Joshua Poteat

MEDITATION FOR THE DEAD SWISS

There is nothing more normal than the Swiss. There is no reason for them to die, so they are more terrifying in a way. They are us.

— Christian Boltanski

This much we understand: the desire of
           not wanting to die, of avoiding death
as much as possible. Which is the same.

Which is: how it rises, how it widens.

How, if the winds drag another shutter open
          then it is only air that holds us above the billow
of clotheslines: chimney-slant, open-winged.

And if this is the end, hand us a blanket
          and sing about the city, its smoke of brick
and knife fights on the wharves.

This we understand: each thing is of itself.

Each thing is its end.

In the cupped palm of a cup: at the corner
          of corners: in the light of light: we stand
on roofs in the rain and watch the clouds move
          through the city because it is this that lets us move on.

The delicate map of breath on a window
          is no longer ours when it leaves us.

The skin of a plum, the inside of a mouth.
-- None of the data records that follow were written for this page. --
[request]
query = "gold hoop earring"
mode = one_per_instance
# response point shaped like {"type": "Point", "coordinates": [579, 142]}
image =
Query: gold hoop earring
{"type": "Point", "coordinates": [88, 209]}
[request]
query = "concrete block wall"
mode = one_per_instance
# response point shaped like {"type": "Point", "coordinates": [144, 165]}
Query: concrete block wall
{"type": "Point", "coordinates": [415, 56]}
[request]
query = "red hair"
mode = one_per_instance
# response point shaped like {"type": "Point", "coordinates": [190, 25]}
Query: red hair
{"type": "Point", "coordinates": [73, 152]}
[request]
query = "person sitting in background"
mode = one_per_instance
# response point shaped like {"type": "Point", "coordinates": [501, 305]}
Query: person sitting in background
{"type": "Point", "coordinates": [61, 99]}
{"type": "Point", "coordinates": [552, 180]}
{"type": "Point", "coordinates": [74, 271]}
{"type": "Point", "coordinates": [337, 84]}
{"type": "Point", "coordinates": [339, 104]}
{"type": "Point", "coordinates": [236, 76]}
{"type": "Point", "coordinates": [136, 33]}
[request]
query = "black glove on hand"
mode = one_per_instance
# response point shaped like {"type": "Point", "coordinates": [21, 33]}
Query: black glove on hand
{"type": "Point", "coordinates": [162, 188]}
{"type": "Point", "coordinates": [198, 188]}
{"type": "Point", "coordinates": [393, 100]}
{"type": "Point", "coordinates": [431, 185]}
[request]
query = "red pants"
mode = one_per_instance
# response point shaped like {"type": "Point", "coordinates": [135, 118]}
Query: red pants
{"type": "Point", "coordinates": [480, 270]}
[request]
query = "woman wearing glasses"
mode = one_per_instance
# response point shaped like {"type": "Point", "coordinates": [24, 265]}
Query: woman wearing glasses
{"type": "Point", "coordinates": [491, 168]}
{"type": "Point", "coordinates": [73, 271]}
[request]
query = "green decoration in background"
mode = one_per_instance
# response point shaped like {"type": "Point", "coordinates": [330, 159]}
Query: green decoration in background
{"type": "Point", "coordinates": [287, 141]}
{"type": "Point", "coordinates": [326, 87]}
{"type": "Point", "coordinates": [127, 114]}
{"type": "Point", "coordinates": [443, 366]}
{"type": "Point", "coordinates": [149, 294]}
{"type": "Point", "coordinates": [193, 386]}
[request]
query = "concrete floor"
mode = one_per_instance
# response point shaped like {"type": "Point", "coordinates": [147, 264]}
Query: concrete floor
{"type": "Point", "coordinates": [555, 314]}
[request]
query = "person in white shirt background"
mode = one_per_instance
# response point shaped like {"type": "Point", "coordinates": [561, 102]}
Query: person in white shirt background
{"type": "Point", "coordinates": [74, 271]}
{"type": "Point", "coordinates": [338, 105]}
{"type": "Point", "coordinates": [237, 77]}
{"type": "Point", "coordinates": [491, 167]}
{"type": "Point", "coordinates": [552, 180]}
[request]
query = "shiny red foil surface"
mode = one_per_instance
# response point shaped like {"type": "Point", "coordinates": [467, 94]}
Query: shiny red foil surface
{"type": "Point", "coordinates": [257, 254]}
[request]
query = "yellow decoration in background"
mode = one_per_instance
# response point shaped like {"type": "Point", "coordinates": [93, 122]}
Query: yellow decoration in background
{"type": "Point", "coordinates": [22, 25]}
We hang on so tight to them our fingers
          mold into their shapes and we become them:

a violin's case open and empty,
          a cloth to wipe the sweat, the rosin.
Penciled marks to remember
          where to pause, where to end...

You and I, we want the same thing, the same ending.

          And in this wanting lies a failure
to see clearly, straight to the thing,

          to the light that illuminates us
on the street, crouching low
          against the walls of a pub in a strange country.

Maybe Switzerland, maybe not.

Either way, we are drunk in the rain.
          The knives in our pockets begin to sing
and we know the cobblestones are not ours,
          the doors to the barrel-maker's warehouse
are open but they are not ours

and the want bursts in our pockets
          like a plum as we sit and mumble
about the weather, about our lives.

And we hate each other for not dying.
          And for dying.

 

____

This assortment of words is loosely (and perhaps poorly) based on Christian Boltanski's installation Reserve: La Suisse mort, an amazing assemblage of hundreds of rusting tin boxes, each attached with an anonymous photo found in the obituary section of Swiss newspapers. Boltanski is one of my few heroes. Feel free to make him one of yours, too.

Boltanski on Boltanski:

" A large part of my activity has to do with the idea of biography, but biography that is totally false, and that is presented as false, with all kinds of false evidence. You find this throughout my life: the nonexistence of the person in question. The more people speak of Christian Boltanski, the less he exists. The more biographies and texts there are, the more the man becomes mythical. There is, for example, a little book from 1972, which shows Christian Boltanski at various ages, but it's never the same person—each time it's actually a different child. Photography is used to furnish a proof, and the proofs are always false."